The documentation from Vertica is not super specific, so this may help!
For the local setup, we’ll be using https://github.com/jbfavre/docker-vertica/. I’m going to focus on the CentOS version, since it is most similar to Amazon’s RHEL images. To get started (on OSX, you need the Docker client first):
docker pull jbfavre/vertica:9.2.0-7_centos-7
Also take a second to get Python 3.5.1 here. Those are the two steps that require the most bandwidth!
Now, run that thing:
docker run -p 5433:5433 jbfavre/vertica:9.2.0-7_centos-7
Grab the name of the running container from docker ps
command, and set it to $DOCKER_NAME
, and copy in our Python source:
DOCKER_NAME=suspicious_chatelet
docker cp Downloads/Python-3.5.1.tgz $DOCKER_NAME:/home/dbadmin/
Phew! We’re done with the parts that are specific to a local setup. If you’re working on a server somewhere, copy up the Python-3.5.1.tgz
and put it at /home/dbadmin/Python-3.5.1.tgz
. For good measure (i.e., if you copied with the root user) make sure it's owned by dbadmin
:
chown dbadmin /home/dbadmin/Python-3.5.1.tgz
As root, install the dependencies you need for Python.
WARNING: these may not be everything that YOU need
(see alternative dependencies in an install like https://gist.github.com/Sunlighter/87bbd2cd80971c7c0d4763ec1b5ea548)

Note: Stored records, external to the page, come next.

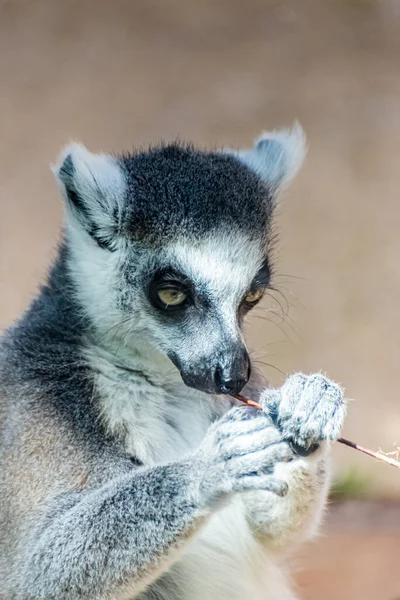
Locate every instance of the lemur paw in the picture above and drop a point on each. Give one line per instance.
(307, 409)
(240, 452)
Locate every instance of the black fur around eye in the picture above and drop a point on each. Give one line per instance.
(169, 295)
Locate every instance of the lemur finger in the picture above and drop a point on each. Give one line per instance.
(256, 462)
(243, 427)
(267, 483)
(246, 444)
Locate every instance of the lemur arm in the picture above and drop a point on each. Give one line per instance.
(122, 535)
(128, 524)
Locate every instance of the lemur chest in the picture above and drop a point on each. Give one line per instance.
(157, 424)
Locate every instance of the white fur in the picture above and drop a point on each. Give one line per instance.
(98, 180)
(227, 560)
(277, 155)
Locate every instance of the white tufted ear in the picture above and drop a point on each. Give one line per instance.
(93, 186)
(277, 156)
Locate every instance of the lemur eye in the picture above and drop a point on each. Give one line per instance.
(254, 296)
(171, 296)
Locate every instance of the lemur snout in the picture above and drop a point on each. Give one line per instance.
(227, 375)
(231, 379)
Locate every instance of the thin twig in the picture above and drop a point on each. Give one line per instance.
(378, 455)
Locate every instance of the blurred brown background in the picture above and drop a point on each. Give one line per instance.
(119, 73)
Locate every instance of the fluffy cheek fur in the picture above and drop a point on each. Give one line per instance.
(112, 288)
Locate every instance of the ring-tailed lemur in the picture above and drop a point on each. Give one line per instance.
(127, 469)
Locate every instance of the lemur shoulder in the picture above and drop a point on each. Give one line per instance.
(127, 469)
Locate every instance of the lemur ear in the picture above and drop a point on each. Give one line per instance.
(93, 186)
(277, 156)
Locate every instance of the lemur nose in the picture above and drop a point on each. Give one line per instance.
(227, 383)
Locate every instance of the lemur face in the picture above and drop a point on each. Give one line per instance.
(172, 246)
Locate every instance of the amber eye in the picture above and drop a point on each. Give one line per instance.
(255, 296)
(171, 296)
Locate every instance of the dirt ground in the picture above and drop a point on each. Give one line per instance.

or rely on the `python3` that is available with the `yum` installer directly.
yum install openssl-devel bzip2-devel expat-devel gdbm-devel readline-devel sqlite-devel
Grab a coffee.
Switch to dbadmin
user and do:
cd /home/dbadmin/Python-3.5.1
./configure
make
make install
Probably another coffee for that one!
If you run the above as dbadmin
, which you should, skip the make install
line. Or only do that last line as root
.
Maybe still as root, though again this should be fine (and preferable) as dbadmin user in the /home/dbadmin
directory. If you used root for anything above other than make install
, you might need to keep root
user active. Here goes:
Python-3.5.1/python -m venv pyenv
pyenv/bin/pip install -U pip
pyenv/bin/pip install requirements.txt
If you’re within a firewall, you might need --index-url=[your company's artifactory]

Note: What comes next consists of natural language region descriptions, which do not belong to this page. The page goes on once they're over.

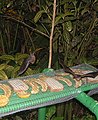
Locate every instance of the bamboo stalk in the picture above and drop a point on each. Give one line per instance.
(51, 35)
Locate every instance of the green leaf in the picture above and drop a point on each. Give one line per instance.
(6, 57)
(2, 66)
(30, 71)
(20, 56)
(57, 19)
(58, 118)
(9, 69)
(3, 75)
(14, 72)
(18, 118)
(38, 16)
(68, 26)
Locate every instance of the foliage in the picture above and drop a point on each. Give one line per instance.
(26, 25)
(11, 64)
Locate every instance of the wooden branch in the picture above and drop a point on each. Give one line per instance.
(51, 35)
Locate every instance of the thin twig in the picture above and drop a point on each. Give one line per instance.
(26, 25)
(51, 35)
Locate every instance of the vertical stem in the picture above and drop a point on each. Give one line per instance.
(51, 35)
(42, 113)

for the pip install lines. What is the requirements.txt
line? All of the packages that your function needs, just like the requirements file from any python package.

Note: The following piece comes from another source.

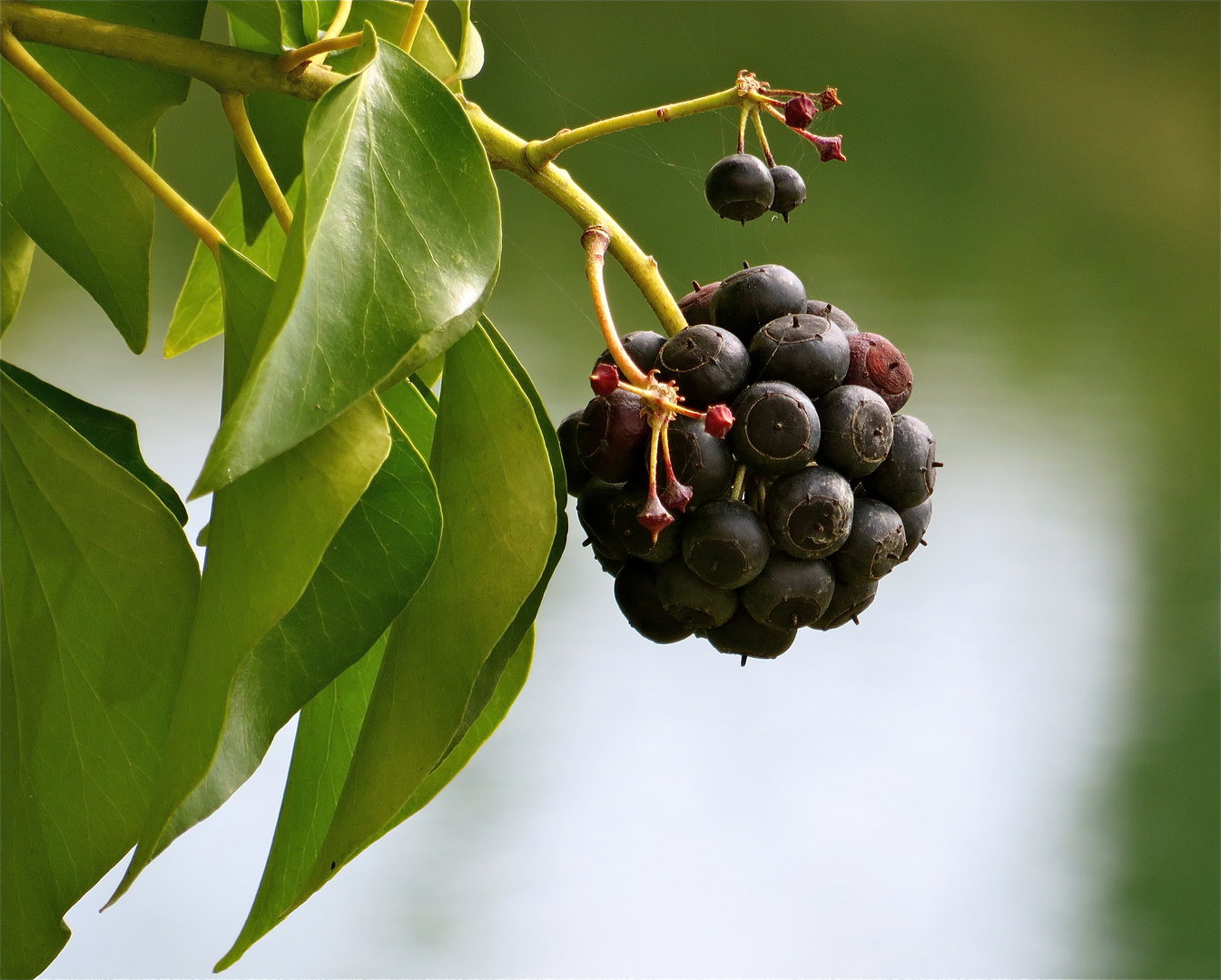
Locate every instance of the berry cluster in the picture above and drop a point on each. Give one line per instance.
(790, 485)
(742, 187)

Finally you should be able to execute the SQL needed to build your function! Put your code in myfunction.py
and then you can run vsql
as dbadmin, and do:
\set libfile '\''`pwd`'/myfunction.py\''
DROP LIBRARY mylib CASCADE;CREATE LIBRARY mylib AS :libfile DEPENDS '/home/dbadmin/pyenv/lib/python3.5/site-packages/' LANGUAGE 'Python';
CREATE FUNCTION myfunction AS NAME 'myfunction_factory' LIBRARY mylib;
If you run into permissions issues having done all of the Python stuff as root
, you can get the function to build by opening up the virtual environment permissions using these commands (as root
in /home/dbadmin
):
find pyenv -type f -exec chmod 666 {} \;
find . -type d -exec chmod 777 {} \;
Cheers! I could build the python3 and package that into a Docker based off the original, but that would be less fun for you.